Multimodal Memory

EverOS turns non-text content — images, PDFs, audio, office documents, HTML, email — into the same structured, searchable memory as plain text. Attach the asset to a message at ingest time; a vision/audio-capable LLM parses it into text, and from there it flows through the identical extraction → markdown → index pipeline as any text turn. The result is fully retrievable with the same /search stack.

How It Works

POST /api/v1/memory/add
  messages[].content = [ ContentItem, ContentItem, ... ]
        │
        ├─ text items      → used verbatim
        └─ non-text items  → multimodal LLM (everalgo-parser)
                ↓
  parsed text merged back into the session buffer (in original order)
        ↓
  boundary detector → extraction LLM → MemCell
        ↓
  markdown (truth)  +  SQLite (state)  +  LanceDB (vector + BM25)
        ↓
  retrievable via /search and /get like any text memory

Each non-text ContentItem is routed through the parser, which calls a separate, vision/audio-capable LLM configured independently from the main extraction [llm] — so parsing can target a multimodal endpoint without changing boundary or extraction behaviour. Visual/audio formats (image / pdf / audio / office) always go through that LLM; a few text-bearing formats (e.g. a plain email with no inline images) can be parsed without it. The parser returns text that takes the place of the asset in the message buffer — nothing downstream knows or cares that the content originated as an image or PDF. The raw bytes are not persisted past extraction — only the parsed text is stored.

Prerequisites

Install the multimodal extra

Multimodal parsing lives behind an optional dependency group so the base install stays lean:

pip install 'everos[multimodal]'
# or with uv:
uv pip install 'everos[multimodal]'

This pulls in everalgo-parser[svg] — the [svg] bundle adds cairosvg so SVG works out of the box.

Install LibreOffice (office documents only)

Office formats (.doc / .docx / .ppt / .pptx / .xls / .xlsx) are converted to PDF before being fed to the multimodal LLM. LibreOffice must be present on the server host:

brew install --cask libreoffice          # macOS
sudo apt-get install -y libreoffice      # Debian / Ubuntu

Without LibreOffice, office uploads return 503 (CAPABILITY_UNAVAILABLE). Image, PDF, audio, HTML, and email parsing are unaffected.

Configure the multimodal LLM

The parser uses its own LLM section, independent from [llm]. The model must accept OpenAI image_url parts. everos init writes these into the generated .env:

EVEROS_MULTIMODAL__MODEL=google/gemini-3-flash-preview
EVEROS_MULTIMODAL__API_KEY=<your key>
EVEROS_MULTIMODAL__BASE_URL=https://openrouter.ai/api/v1

The default targets Gemini via OpenRouter so a single key covers both chat extraction and multimodal parsing.

Supported Content Types

`type`	Typical formats	Payload	Notes
`text`	—	`text`	Plain text; a bare string `content` also maps here
`image`	PNG / JPG / GIF / WebP / SVG	`uri` or `base64`	SVG via bundled `cairosvg`
`pdf`	PDF	`uri` or `base64`	—
`audio`	MP3 / WAV / …	`uri` or `base64`	Endpoint must accept audio parts
`doc`	DOC / DOCX / PPT / PPTX / XLS / XLSX	`uri` or `base64`	Requires LibreOffice
`html`	HTML	`uri` or `base64`	To send HTML as plain text instead, use `type: "text"`
`email`	EML / MSG	`uri` or `base64`	—

A non-text item must carry either uri or base64 — a non-text item with only a text field returns 415.

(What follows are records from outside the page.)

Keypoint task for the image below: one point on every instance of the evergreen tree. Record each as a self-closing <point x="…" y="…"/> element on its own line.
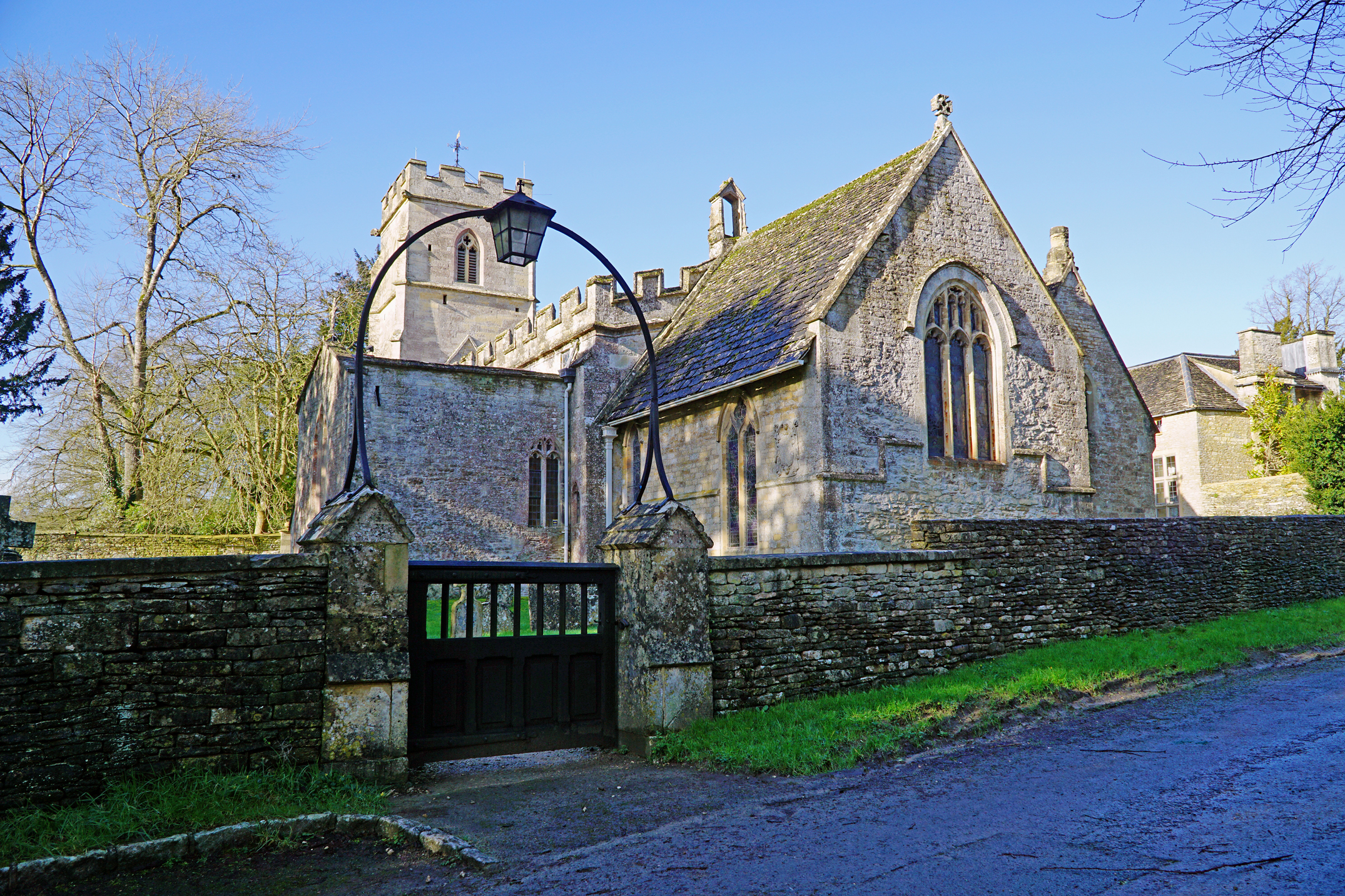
<point x="1314" y="442"/>
<point x="21" y="378"/>
<point x="1270" y="411"/>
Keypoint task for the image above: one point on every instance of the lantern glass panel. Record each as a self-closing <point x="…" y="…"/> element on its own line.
<point x="518" y="224"/>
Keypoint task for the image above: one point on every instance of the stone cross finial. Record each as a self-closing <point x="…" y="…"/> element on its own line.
<point x="14" y="533"/>
<point x="942" y="106"/>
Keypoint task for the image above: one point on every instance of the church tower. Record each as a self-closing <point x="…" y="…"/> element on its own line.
<point x="447" y="293"/>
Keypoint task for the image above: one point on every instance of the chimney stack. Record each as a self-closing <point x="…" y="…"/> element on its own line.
<point x="1320" y="356"/>
<point x="1257" y="351"/>
<point x="1060" y="259"/>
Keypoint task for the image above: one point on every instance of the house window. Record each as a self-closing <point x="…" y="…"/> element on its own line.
<point x="740" y="504"/>
<point x="958" y="381"/>
<point x="1165" y="486"/>
<point x="467" y="259"/>
<point x="544" y="484"/>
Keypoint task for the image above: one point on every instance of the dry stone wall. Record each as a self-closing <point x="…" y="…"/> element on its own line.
<point x="140" y="664"/>
<point x="796" y="625"/>
<point x="97" y="546"/>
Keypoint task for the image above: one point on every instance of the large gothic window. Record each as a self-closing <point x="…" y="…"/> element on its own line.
<point x="958" y="378"/>
<point x="740" y="518"/>
<point x="467" y="266"/>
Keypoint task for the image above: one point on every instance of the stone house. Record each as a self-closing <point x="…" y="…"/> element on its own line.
<point x="1200" y="465"/>
<point x="885" y="354"/>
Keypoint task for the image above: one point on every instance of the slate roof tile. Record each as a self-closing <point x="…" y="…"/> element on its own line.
<point x="1176" y="385"/>
<point x="749" y="313"/>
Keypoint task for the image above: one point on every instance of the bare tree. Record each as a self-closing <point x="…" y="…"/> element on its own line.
<point x="244" y="374"/>
<point x="1309" y="297"/>
<point x="189" y="169"/>
<point x="1281" y="56"/>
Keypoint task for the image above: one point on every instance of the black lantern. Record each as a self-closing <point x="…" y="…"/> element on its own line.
<point x="518" y="223"/>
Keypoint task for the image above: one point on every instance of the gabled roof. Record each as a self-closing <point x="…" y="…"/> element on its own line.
<point x="749" y="315"/>
<point x="1176" y="385"/>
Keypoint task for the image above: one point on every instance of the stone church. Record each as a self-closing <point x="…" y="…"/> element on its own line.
<point x="886" y="352"/>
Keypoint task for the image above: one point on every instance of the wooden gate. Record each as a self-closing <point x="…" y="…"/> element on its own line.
<point x="510" y="657"/>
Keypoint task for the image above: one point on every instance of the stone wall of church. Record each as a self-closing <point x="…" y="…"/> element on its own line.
<point x="788" y="495"/>
<point x="793" y="627"/>
<point x="1119" y="433"/>
<point x="422" y="312"/>
<point x="877" y="473"/>
<point x="449" y="444"/>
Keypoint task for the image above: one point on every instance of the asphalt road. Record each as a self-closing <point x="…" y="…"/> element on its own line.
<point x="1127" y="800"/>
<point x="1122" y="801"/>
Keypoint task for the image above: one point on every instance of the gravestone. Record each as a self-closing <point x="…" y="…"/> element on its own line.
<point x="14" y="533"/>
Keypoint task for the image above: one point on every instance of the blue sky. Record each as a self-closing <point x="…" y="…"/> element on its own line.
<point x="629" y="116"/>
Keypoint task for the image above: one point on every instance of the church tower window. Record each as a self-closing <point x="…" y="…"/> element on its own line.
<point x="544" y="485"/>
<point x="958" y="379"/>
<point x="467" y="261"/>
<point x="740" y="476"/>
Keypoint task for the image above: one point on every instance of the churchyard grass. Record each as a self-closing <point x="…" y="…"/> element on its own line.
<point x="823" y="734"/>
<point x="186" y="800"/>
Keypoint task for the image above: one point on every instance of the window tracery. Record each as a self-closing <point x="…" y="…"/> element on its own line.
<point x="467" y="266"/>
<point x="958" y="376"/>
<point x="544" y="485"/>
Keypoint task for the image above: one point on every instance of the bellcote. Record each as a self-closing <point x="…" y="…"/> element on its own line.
<point x="728" y="218"/>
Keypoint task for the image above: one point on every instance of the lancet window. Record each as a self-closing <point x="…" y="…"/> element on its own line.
<point x="467" y="265"/>
<point x="637" y="460"/>
<point x="958" y="376"/>
<point x="544" y="485"/>
<point x="740" y="475"/>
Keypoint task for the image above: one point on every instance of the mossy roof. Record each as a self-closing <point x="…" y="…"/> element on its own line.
<point x="749" y="315"/>
<point x="1176" y="385"/>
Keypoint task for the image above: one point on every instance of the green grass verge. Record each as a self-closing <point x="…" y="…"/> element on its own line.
<point x="182" y="801"/>
<point x="823" y="734"/>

Sending Multimodal Content

Switch the content field from a plain string to an array of typed ContentItem objects:

Field	Purpose
`type`	One of the modalities above
`text`	Literal text — only for `type: "text"`
`uri`	`http(s)://` (fetched server-side) or `file://` (read from server filesystem)
`base64`	Inline payload, plain base64 (no `data:` prefix)
`ext`	Extension hint (`"pdf"`, `"png"`, …); effectively required for `base64` payloads
`name`	Display filename for logs

	`uri` (`http(s)://`)	`base64`
Where the bytes live	Fetched transiently at parse time	Held verbatim in the SQLite session buffer until flush
Wire size	URL only	~4/3× the raw size (base64 inflation)
Best for	Large assets, S3/OSS presigned URLs	Small assets, or when no reachable URL exists

Prefer uri for anything large. A multi-MB base64 blob becomes multi-MB of SQLite buffer text for the buffer’s lifetime and slows request parsing. The bytes are never persisted past extraction either way — only the parsed text is.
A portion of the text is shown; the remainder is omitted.